We provide a good selection of wine and draught beers, and have a weekly changing, locally brewed ‘cask’ ale. There is also a free quiz every Sunday from 8pm with food and great prizes.
The New Inn is packed with community spirit!
Burns night poem 2011
A night at the New Inn, it never ever fails,
With gin, rum & vodka, and well-kept real ales
Chilean merlot, have a tot of good cheer,
Or move on from your childhood, with Crabbie’s ginger beer.
A full choice of bar snacks they always provide,
With the skin of a dead pig, crunchy deep fried.
The crisp choice is narrow, no ifs or buts,
We all gape in amazement at Hazel’s chocolate nuts.
Bev slaves in the kitchen cooking heavenly delights,
But it’s even better when they theme their meal nights.
She’s Essex’s finest, and an Arsenal supporter,
And sometimes when eating, you get served by her daughter.
Our Daisy’s a good lass, with a brain sharp and bright,
She never uses rude words, like “bugger” or “shite”.
Which is amazing really, give her credit that’s due,
‘cos when the kitchen goes crazy, Mum’s words are quite blue.

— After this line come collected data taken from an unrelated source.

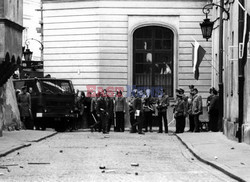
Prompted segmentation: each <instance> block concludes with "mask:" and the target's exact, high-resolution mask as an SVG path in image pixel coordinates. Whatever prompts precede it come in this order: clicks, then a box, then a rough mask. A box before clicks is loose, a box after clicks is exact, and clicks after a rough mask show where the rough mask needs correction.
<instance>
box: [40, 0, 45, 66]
mask: <svg viewBox="0 0 250 182" xmlns="http://www.w3.org/2000/svg"><path fill="white" fill-rule="evenodd" d="M40 9H41V22H40V23H41V43H42V44H43V41H44V40H43V39H44V37H43V1H41V4H40ZM41 61H43V49H41Z"/></svg>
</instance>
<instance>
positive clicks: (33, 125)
mask: <svg viewBox="0 0 250 182" xmlns="http://www.w3.org/2000/svg"><path fill="white" fill-rule="evenodd" d="M17 102H18V108H19V111H20V116H21V120H22V122H23V123H24V126H25V128H26V129H29V130H33V129H34V123H33V120H32V119H31V118H32V116H31V114H32V113H31V97H30V94H29V93H28V92H27V87H26V86H23V87H22V92H21V93H19V94H18V97H17Z"/></svg>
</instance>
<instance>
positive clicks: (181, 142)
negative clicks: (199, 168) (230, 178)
mask: <svg viewBox="0 0 250 182" xmlns="http://www.w3.org/2000/svg"><path fill="white" fill-rule="evenodd" d="M175 136H176V137H177V138H178V139H179V140H180V142H181V143H182V144H183V145H184V146H185V147H186V148H187V149H188V150H189V151H190V152H191V153H192V154H193V155H194V156H195V157H196V158H197V159H198V160H199V161H201V162H203V163H205V164H207V165H210V166H212V167H213V168H215V169H217V170H219V171H221V172H223V173H224V174H226V175H228V176H229V177H231V178H233V179H235V180H237V181H240V182H247V181H246V180H244V179H242V178H240V177H239V176H236V175H235V174H233V173H232V172H230V171H228V170H226V169H224V168H223V167H221V166H219V165H217V164H214V163H213V162H210V161H208V160H205V159H203V158H201V157H200V156H199V155H198V154H196V152H195V151H194V149H191V147H189V146H188V145H187V144H186V143H185V142H184V141H183V140H182V139H181V137H179V136H178V135H175Z"/></svg>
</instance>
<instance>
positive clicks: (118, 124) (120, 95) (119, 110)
mask: <svg viewBox="0 0 250 182" xmlns="http://www.w3.org/2000/svg"><path fill="white" fill-rule="evenodd" d="M125 104H126V100H125V98H124V97H123V95H122V91H121V90H120V91H118V92H117V94H116V97H115V106H114V110H115V114H116V131H117V132H124V114H125V107H126V106H125Z"/></svg>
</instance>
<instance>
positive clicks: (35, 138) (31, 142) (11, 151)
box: [0, 130, 56, 157]
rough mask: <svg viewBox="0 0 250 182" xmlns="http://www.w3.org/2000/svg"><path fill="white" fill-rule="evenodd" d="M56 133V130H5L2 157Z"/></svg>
mask: <svg viewBox="0 0 250 182" xmlns="http://www.w3.org/2000/svg"><path fill="white" fill-rule="evenodd" d="M55 134H56V132H55V131H37V130H20V131H3V136H2V137H0V157H3V156H6V155H8V154H9V153H11V152H14V151H16V150H18V149H21V148H24V147H27V146H30V145H32V143H34V142H38V141H41V140H43V139H45V138H48V137H51V136H53V135H55Z"/></svg>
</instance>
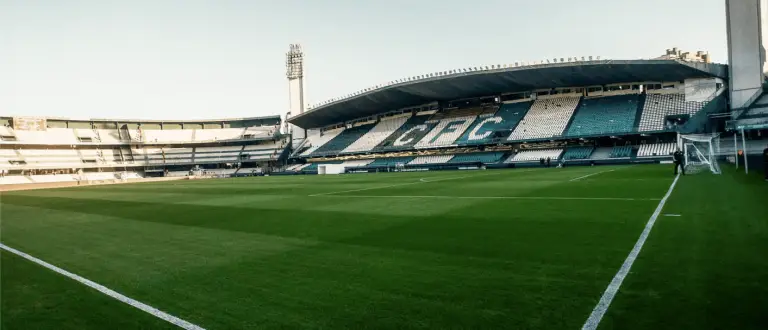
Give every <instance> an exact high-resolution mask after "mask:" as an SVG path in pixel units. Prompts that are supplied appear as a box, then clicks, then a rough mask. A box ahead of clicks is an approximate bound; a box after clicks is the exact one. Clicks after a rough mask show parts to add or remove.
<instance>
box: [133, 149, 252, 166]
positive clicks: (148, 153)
mask: <svg viewBox="0 0 768 330" xmlns="http://www.w3.org/2000/svg"><path fill="white" fill-rule="evenodd" d="M242 150H243V146H225V147H197V148H195V163H213V162H237V161H239V160H240V153H241V152H242ZM147 154H148V155H149V148H147Z"/></svg>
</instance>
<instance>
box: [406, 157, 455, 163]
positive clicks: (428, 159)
mask: <svg viewBox="0 0 768 330" xmlns="http://www.w3.org/2000/svg"><path fill="white" fill-rule="evenodd" d="M451 158H453V155H432V156H419V157H416V158H414V159H413V160H412V161H410V162H408V165H423V164H444V163H447V162H448V161H449V160H451Z"/></svg>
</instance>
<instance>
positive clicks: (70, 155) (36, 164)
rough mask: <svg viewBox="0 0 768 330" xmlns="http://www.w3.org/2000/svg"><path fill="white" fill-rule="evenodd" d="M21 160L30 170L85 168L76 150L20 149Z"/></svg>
mask: <svg viewBox="0 0 768 330" xmlns="http://www.w3.org/2000/svg"><path fill="white" fill-rule="evenodd" d="M18 152H19V156H20V157H19V158H20V159H23V161H24V162H25V163H26V167H29V168H77V167H82V166H83V159H82V156H81V155H80V154H79V153H78V150H76V149H19V150H18Z"/></svg>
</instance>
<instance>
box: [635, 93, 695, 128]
mask: <svg viewBox="0 0 768 330" xmlns="http://www.w3.org/2000/svg"><path fill="white" fill-rule="evenodd" d="M705 105H706V103H704V102H695V101H688V102H686V101H685V94H648V95H646V97H645V105H644V106H643V113H642V115H641V117H640V124H639V127H638V130H639V131H641V132H648V131H663V130H666V128H665V118H666V117H667V116H672V115H684V114H687V115H693V114H695V113H696V112H698V111H699V110H701V108H703V107H704V106H705Z"/></svg>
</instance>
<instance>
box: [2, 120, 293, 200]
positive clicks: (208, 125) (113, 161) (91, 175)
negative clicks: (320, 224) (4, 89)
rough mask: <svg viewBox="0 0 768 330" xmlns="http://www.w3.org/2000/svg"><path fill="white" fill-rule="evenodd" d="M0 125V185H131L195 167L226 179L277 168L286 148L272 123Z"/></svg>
mask: <svg viewBox="0 0 768 330" xmlns="http://www.w3.org/2000/svg"><path fill="white" fill-rule="evenodd" d="M0 120H2V122H3V126H2V129H1V130H0V135H2V136H3V137H4V138H3V139H1V140H0V169H2V170H4V171H7V175H6V176H5V177H3V178H0V184H2V185H8V184H13V185H16V184H27V183H54V182H81V183H82V182H101V181H104V180H122V179H123V178H126V179H137V178H141V177H145V176H154V175H157V174H160V175H163V174H164V173H163V172H166V173H167V174H170V173H171V172H174V173H178V172H181V173H188V172H189V171H190V170H192V169H193V168H200V167H201V166H202V168H205V169H208V170H209V171H206V172H207V173H210V174H216V175H229V174H234V173H236V172H237V169H238V168H240V167H260V168H269V167H277V164H278V163H279V162H281V161H285V159H286V157H287V156H286V155H287V150H288V148H290V144H289V143H287V140H286V137H284V136H283V135H282V134H280V132H279V127H280V122H281V121H280V117H277V116H275V117H261V118H244V119H222V120H212V121H206V122H184V121H162V122H160V121H136V120H104V119H99V120H95V119H94V120H70V119H63V118H27V117H24V118H22V117H2V118H0ZM30 123H34V124H32V125H30ZM217 170H218V171H217ZM104 173H110V174H104ZM117 173H119V174H117Z"/></svg>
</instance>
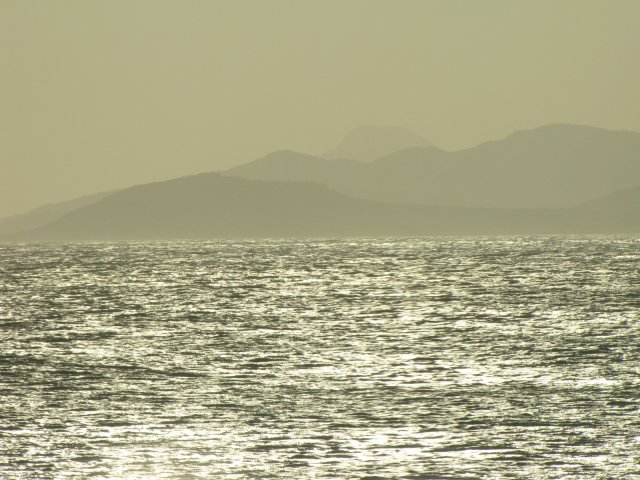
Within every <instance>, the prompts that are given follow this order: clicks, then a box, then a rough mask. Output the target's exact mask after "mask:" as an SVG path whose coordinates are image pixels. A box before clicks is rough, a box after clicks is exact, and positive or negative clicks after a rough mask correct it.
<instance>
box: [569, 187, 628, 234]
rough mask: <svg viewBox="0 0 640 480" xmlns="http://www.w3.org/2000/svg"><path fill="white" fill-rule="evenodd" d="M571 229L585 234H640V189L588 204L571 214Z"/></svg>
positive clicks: (613, 194)
mask: <svg viewBox="0 0 640 480" xmlns="http://www.w3.org/2000/svg"><path fill="white" fill-rule="evenodd" d="M570 215H571V223H570V225H571V226H570V229H571V230H572V231H574V232H584V233H638V232H640V187H634V188H629V189H627V190H623V191H620V192H615V193H613V194H610V195H607V196H605V197H603V198H599V199H596V200H592V201H590V202H586V203H584V204H583V205H580V206H579V207H576V208H574V209H572V211H571V212H570Z"/></svg>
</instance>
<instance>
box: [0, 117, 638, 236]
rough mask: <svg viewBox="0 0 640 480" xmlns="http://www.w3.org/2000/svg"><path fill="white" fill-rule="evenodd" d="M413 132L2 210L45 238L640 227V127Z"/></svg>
mask: <svg viewBox="0 0 640 480" xmlns="http://www.w3.org/2000/svg"><path fill="white" fill-rule="evenodd" d="M384 131H385V130H384V129H382V130H380V131H379V133H380V135H383V133H384ZM396 133H397V132H396ZM394 135H395V133H394ZM400 136H402V135H400ZM365 137H366V135H365ZM394 138H396V137H394ZM404 138H405V140H406V142H405V144H403V145H402V147H403V148H401V149H400V150H399V151H396V152H394V153H391V154H388V155H383V156H382V157H381V158H378V159H374V160H370V159H367V160H366V161H365V160H353V159H342V158H337V159H330V158H323V157H318V156H313V155H305V154H301V153H296V152H291V151H280V152H274V153H272V154H269V155H267V156H265V157H263V158H260V159H258V160H255V161H252V162H249V163H247V164H244V165H241V166H238V167H234V168H232V169H230V170H228V171H226V172H222V173H203V174H200V175H193V176H187V177H181V178H177V179H173V180H168V181H164V182H155V183H150V184H144V185H136V186H133V187H130V188H126V189H122V190H119V191H115V192H105V193H100V194H95V195H93V196H88V197H82V198H80V199H76V200H74V201H71V202H63V203H60V204H54V205H49V206H46V207H42V208H40V209H36V210H34V211H32V212H29V213H27V214H24V215H19V216H13V217H8V218H6V219H0V235H3V238H4V239H6V240H38V241H39V240H103V239H110V240H120V239H172V238H257V237H263V238H264V237H340V236H377V235H387V236H417V235H445V234H446V235H449V234H451V235H453V234H469V235H491V234H536V233H541V234H553V233H632V232H640V187H638V185H640V158H639V157H640V135H639V134H636V133H633V132H614V131H608V130H603V129H596V128H593V127H579V126H571V125H551V126H547V127H541V128H538V129H534V130H529V131H523V132H516V133H514V134H513V135H510V136H509V137H507V138H505V139H503V140H500V141H496V142H487V143H484V144H482V145H479V146H477V147H475V148H473V149H468V150H463V151H458V152H446V151H444V150H440V149H438V148H436V147H433V146H426V147H425V146H415V145H414V146H409V147H406V144H407V143H408V144H409V145H410V144H412V143H415V142H416V141H418V140H416V139H415V137H412V136H411V135H408V136H405V137H404ZM349 142H353V140H349ZM349 142H346V143H345V142H342V144H349ZM356 143H357V142H356ZM380 143H381V144H384V143H385V142H380ZM390 143H392V142H388V143H387V144H390ZM342 144H341V145H342ZM354 144H355V143H354ZM404 147H406V148H404ZM338 150H339V149H338ZM361 150H363V151H364V150H366V148H365V147H363V149H361Z"/></svg>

And George mucks in too, whenever he’s able,
Washing up pots, and serving at table.
Then down from upstairs come Ivy & Pete,
Barking like mad, getting under your feet.

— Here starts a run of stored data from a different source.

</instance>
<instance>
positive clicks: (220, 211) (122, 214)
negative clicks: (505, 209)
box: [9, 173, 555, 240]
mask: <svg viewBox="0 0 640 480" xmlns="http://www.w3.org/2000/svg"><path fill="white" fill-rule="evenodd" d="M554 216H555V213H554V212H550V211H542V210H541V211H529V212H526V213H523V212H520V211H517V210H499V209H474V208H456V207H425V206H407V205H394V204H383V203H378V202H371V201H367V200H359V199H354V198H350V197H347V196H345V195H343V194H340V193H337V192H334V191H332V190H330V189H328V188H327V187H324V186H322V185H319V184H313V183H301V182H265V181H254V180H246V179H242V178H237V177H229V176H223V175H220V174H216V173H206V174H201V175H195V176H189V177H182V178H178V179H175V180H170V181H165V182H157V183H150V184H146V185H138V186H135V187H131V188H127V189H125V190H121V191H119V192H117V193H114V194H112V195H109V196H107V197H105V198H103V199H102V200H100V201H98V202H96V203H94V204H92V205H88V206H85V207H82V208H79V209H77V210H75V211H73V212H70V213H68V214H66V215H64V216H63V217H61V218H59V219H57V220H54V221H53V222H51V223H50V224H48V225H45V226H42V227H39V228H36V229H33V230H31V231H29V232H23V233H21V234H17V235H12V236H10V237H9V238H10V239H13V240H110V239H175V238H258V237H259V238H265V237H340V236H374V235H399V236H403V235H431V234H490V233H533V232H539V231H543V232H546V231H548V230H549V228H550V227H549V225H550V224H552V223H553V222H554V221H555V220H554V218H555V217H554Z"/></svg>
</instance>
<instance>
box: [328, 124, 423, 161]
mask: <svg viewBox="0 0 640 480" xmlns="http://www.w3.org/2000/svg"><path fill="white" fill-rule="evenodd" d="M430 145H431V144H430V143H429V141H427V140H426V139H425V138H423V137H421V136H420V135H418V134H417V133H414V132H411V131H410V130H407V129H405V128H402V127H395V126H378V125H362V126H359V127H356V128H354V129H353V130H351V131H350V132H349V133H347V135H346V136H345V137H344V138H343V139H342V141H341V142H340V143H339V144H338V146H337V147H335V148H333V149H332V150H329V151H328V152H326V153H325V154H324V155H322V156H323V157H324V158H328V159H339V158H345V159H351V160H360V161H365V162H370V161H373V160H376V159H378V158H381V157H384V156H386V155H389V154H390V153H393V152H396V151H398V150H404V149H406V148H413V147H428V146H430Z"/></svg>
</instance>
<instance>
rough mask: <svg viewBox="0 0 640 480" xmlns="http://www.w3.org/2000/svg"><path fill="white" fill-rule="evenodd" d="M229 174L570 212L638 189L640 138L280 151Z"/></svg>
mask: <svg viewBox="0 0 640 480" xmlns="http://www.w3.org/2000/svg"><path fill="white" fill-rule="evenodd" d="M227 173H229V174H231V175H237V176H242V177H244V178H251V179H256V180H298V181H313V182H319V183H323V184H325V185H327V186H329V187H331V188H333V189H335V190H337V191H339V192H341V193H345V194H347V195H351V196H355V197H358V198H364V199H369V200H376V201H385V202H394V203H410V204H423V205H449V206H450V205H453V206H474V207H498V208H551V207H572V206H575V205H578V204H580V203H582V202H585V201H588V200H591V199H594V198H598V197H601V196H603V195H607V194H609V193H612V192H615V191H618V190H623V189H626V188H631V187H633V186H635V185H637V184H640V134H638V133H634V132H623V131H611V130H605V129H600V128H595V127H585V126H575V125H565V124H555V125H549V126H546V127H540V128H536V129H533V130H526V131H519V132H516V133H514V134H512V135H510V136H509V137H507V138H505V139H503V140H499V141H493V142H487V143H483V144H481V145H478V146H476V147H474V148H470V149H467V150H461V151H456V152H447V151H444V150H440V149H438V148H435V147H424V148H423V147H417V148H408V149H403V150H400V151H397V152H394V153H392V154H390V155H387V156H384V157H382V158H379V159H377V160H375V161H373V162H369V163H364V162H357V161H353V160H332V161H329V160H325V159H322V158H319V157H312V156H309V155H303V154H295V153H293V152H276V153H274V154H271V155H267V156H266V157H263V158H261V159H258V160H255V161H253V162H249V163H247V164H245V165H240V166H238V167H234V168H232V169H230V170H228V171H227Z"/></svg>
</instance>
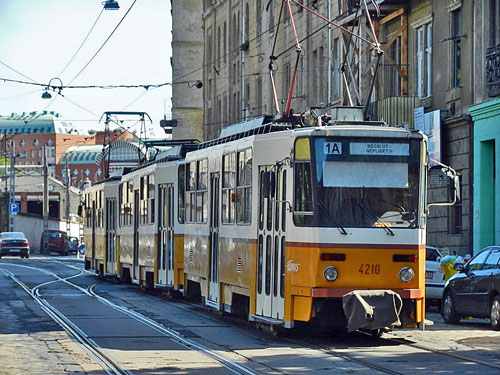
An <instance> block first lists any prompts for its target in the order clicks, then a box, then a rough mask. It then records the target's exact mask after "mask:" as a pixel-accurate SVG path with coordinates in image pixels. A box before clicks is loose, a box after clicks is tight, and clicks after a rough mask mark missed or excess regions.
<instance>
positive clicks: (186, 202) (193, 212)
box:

On Fridays Ruth comes from Esk on the pull,
And she pulls and she pulls ‘til your glass is quite full.
Her service is great, she don’t drink behind the bar,
‘Cos she drives home straight after in her own little car.
Enough of the staff, now consider the Locals,
Directors, pensioners, chorus girls and yokels.
From every walk of life we all like to gather,
To sup a good pint, and partake of the blather.
The subjects of banter range far and wide,
Football, rugby, or a perky girl guide.
There’s Last One Les, and Ian the Vulture,
And Gordon the Gopher, who’s into his culture.
Steam trains, lawn mowers, hot tubs and cars,
Good fish & Chip shops, our favourite bars.
There’s Charlie, Brian, and Debonair Doug,
And Trussy who likes his John Smiths in a jug.
Boycey comes to sup with Keith, who’s his boss,
The football lads huddle to review City’s latest loss.
Old Jack perches on his stool at the bar,
It’s an effort to get here, even though it’s not far
Dave Booker remembers every figure and fact,
About football and Soaps, every devious act.
And Telecom, dressed as a Yugoslav fighter,
Comes outside for a fag, and borrows your lighter.
Hazel and Bev are not tall, they’re quite short, (but beautifully formed)
The top shelf poses more of a challenge than it ought.
They both could reach it if only they were taller,
And we love Bev’s bum crack, like a builder’s only smaller.